CHAP. VIII.
 
STORY III.

ANOTHER courtier thus introduced the following heart-ravishing charmer of history on the sopha of relation.

In a certain city there resided a hand­some and accomplished young man, who had upon his cheek two scars like the letters Laum Aleph, one indented into the other. He now and then visited and amused me with his brilliant jests and smart repartees. I asked him one day, “How he had received these wounds? whether on the field of battle in the line of the courageous, or in an encounter with assassins in the street?” requesting him to explain the mystery to me. The youth, blushing very much, remained for some interval silent; after which, lifting up his head from the col­lar of reflection, he said, “If you will from kindness withhold this impor­tunity, it will be agreeable, because the circumstance is not fit to be spoken of, but proper to be concealed.” From this denial, and his blushing, my curiosity for the unravelling of this mys­tery was tenfold more ardent; so that becoming more importunate, I repeated my entreaties beyond all reason. But the youth, as before, remained silent.

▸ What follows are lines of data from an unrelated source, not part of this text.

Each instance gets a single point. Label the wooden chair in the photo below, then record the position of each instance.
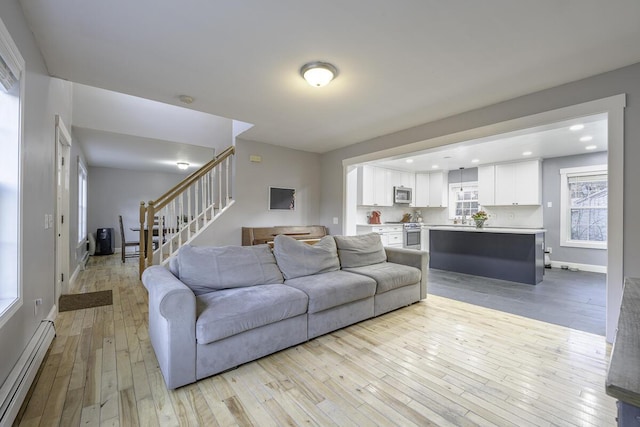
(125, 244)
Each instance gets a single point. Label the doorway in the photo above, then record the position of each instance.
(61, 216)
(612, 106)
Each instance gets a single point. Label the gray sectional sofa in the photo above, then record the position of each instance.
(218, 307)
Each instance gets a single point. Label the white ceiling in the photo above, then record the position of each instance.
(128, 132)
(552, 140)
(401, 63)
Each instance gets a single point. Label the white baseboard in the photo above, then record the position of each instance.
(17, 385)
(581, 267)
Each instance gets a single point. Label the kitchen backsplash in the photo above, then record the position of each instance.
(499, 216)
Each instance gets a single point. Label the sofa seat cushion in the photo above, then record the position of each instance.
(360, 250)
(298, 259)
(208, 268)
(389, 275)
(228, 312)
(332, 289)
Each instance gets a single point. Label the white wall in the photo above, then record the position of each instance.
(114, 192)
(280, 167)
(44, 98)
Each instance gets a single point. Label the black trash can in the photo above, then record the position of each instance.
(105, 241)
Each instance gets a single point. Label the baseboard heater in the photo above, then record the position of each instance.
(15, 388)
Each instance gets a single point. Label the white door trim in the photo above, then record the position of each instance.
(61, 216)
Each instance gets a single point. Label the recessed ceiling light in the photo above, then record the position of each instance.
(318, 73)
(186, 99)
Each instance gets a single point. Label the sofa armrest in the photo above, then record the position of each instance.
(172, 325)
(412, 258)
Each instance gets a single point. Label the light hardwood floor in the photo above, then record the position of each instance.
(438, 362)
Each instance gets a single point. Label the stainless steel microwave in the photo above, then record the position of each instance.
(402, 195)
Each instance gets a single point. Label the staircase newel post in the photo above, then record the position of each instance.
(141, 261)
(151, 214)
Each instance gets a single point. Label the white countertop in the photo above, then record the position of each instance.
(472, 228)
(384, 224)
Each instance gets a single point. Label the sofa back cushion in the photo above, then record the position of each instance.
(297, 259)
(361, 250)
(207, 268)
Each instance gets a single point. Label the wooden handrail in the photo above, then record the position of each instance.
(199, 191)
(163, 200)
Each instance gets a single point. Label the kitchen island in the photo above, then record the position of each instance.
(514, 254)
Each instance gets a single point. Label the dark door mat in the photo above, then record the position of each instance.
(88, 300)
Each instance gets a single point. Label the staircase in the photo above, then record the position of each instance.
(184, 211)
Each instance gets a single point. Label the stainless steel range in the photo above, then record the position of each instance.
(411, 235)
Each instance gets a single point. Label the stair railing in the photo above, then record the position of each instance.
(181, 213)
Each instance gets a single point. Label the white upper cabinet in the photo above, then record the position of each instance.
(431, 190)
(487, 185)
(518, 183)
(438, 189)
(421, 193)
(375, 186)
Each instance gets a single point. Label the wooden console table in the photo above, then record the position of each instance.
(261, 235)
(623, 378)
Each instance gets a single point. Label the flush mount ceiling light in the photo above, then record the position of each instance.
(318, 74)
(186, 99)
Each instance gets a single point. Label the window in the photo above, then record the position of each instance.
(583, 222)
(82, 202)
(11, 94)
(464, 199)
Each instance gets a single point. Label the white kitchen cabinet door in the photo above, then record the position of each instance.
(505, 184)
(374, 188)
(408, 179)
(365, 185)
(438, 190)
(383, 191)
(487, 185)
(529, 188)
(518, 183)
(421, 193)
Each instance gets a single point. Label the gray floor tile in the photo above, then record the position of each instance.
(567, 298)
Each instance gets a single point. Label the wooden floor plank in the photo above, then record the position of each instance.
(438, 362)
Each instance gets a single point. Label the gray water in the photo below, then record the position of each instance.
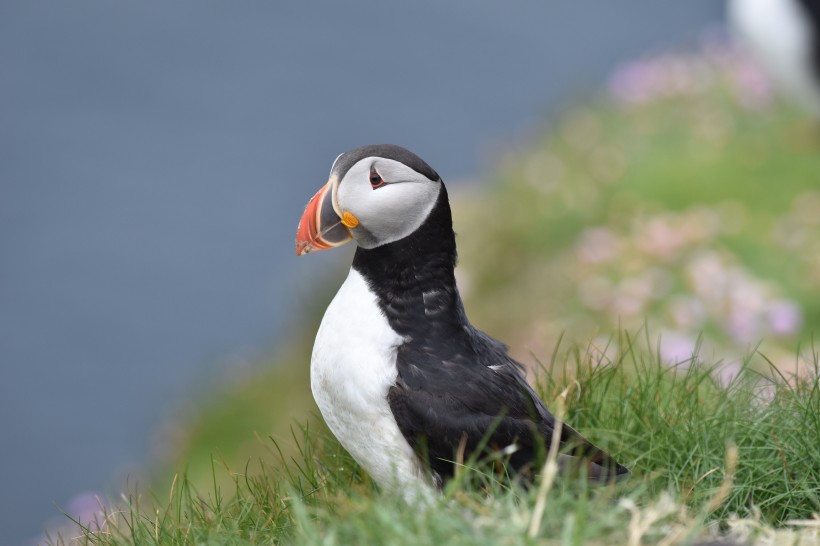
(155, 157)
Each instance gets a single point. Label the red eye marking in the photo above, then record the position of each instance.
(376, 180)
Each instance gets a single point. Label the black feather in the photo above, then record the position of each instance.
(456, 384)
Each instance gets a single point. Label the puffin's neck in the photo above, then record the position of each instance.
(414, 277)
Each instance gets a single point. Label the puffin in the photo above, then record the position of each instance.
(403, 380)
(784, 36)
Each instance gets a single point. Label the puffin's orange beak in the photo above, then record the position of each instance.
(320, 227)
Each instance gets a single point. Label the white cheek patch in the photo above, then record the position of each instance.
(390, 212)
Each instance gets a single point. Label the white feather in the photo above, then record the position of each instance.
(352, 368)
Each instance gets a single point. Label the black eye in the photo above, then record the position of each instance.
(376, 180)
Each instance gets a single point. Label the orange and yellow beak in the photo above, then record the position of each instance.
(320, 227)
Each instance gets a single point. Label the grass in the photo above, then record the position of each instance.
(675, 427)
(691, 209)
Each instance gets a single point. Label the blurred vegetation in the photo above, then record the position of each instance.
(708, 460)
(686, 200)
(684, 205)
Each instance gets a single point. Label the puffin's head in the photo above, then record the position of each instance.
(376, 195)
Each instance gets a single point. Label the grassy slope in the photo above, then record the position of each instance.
(673, 427)
(663, 184)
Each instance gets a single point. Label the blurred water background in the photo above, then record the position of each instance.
(155, 158)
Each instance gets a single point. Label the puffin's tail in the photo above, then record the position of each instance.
(586, 458)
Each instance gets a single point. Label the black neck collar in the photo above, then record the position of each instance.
(414, 278)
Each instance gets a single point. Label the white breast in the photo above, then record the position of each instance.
(352, 368)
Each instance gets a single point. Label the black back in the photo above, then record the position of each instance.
(455, 384)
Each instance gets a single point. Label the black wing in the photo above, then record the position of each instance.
(471, 393)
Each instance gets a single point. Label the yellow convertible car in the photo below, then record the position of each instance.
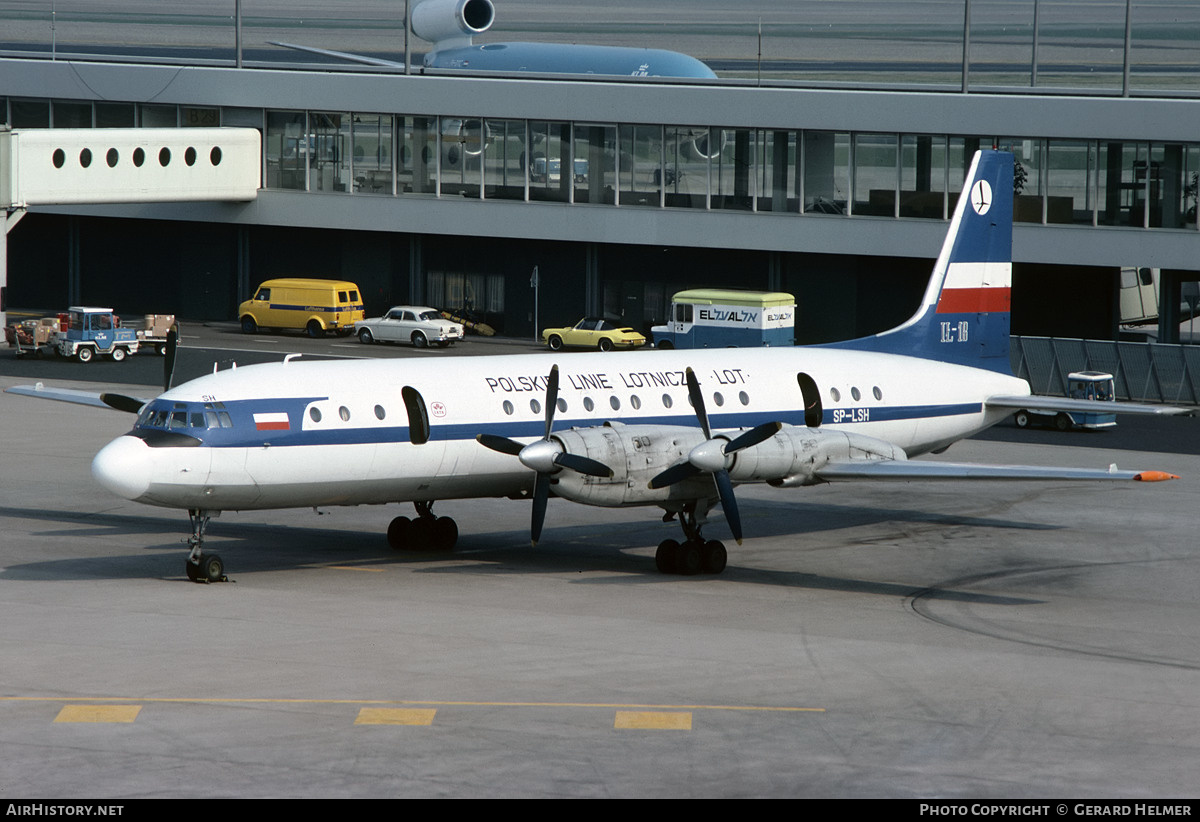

He would not open his lip to speech, or suffer the fish of reply to swim in the sea of utterance on this subject. However­somuch I increased my demands, he redoubled his excuses; which added to my curiosity in such a degree, that I became restless, the reins of patience fell from my hands, and my impertinent teizing rose to a pitch higher than can be imagined. At last the young man saw no resource left for himself, but lifting up the veil from the face of the charmer of secrecy, and ushering her into the assem­bly of narration. He then began to weigh his stored pearls in the scales of delivery, as follows.